The congressman-elect wondered if the government couldn’t cover him and his staff under some government plan for the month until they would be eligible for benefits under one of the family plans available for government employees. That sounds eerily like the public option that he and other Republicans opposed and that was left out of the new law.
Democrats, who have been on the defensive over the Affordable Care Act for nearly two years, pounced. If all the Republicans who opposed guaranteeing everyone access to private or public insurance are to be true to their principles, the Democrats said, they should not participate in any of the federal health plans, which are relatively inexpensive because the federal government makes them available and the taxpayers subsidize them.
It is rather a good point. If government-backed insurance options are bad for other Americans, then they are bad for members of Congress, too. A letter from Democratic congressmen said it a little too forwardly but nevertheless truthfully: “Unfortunately, Republicans. . . are happy to receive care that is paid for, in part, with taxpayer funds, but do not want to extend a similar benefit to hard-working, under- or uninsured Americans.”

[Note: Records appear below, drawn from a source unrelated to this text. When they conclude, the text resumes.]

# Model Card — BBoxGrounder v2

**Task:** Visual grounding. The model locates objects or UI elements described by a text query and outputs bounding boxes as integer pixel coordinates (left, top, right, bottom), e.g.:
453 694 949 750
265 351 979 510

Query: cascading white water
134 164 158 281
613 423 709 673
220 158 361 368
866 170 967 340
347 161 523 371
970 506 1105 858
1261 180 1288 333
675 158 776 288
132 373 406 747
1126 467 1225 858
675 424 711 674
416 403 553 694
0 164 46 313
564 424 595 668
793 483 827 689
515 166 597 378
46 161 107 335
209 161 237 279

A national poll showed that Republicans and independents largely agreed with the Democrats on that point, though not members of their own party. Fifty-three percent of voters think the Republican opponents of insurance reform should not participate in the insurance program as a matter of principle, although the number was much higher among Republicans and independents. People who identified themselves as Democrats tended to think it was all right for the Republicans to take the benefits, even though they opposed it for other people. Go figure.
So new members of Congress were being pressed about whether they would buy the government-backed plans for themselves, their families and employees. The new Arkansas congressmen were noncommittal. Senator-elect John Boozman, his family and staff are already in the government program, but he’s still going to vote to repeal those benefits for other people.
And Tim Griffin, our representative-elect?
Griffin said he wasn’t sure, but he expected, if he’s allowed, to continue with the private insurance he buys from Humana as a member of the Army Reserve and forego the federal employees’ coverage. A man of principle finally?
Hardly. What Griffin didn’t explain was that Humana Tricare is a government-subsidized managed-care insurance plan just like Medicare Advantage or the insurance plans that government workers—and pretty much what other people will be able to buy if he and his colleagues do not succeed in repealing the Affordable Care Act. A Reservist’s individual Tricare premium is $45 a month.
Other Americans won’t get it quite as good as Congressman Griffin, but they’ll get coverage at an affordable rate if he will let them. And most of them won’t shun the protection just because the government had a hand in seeing that it was available to them.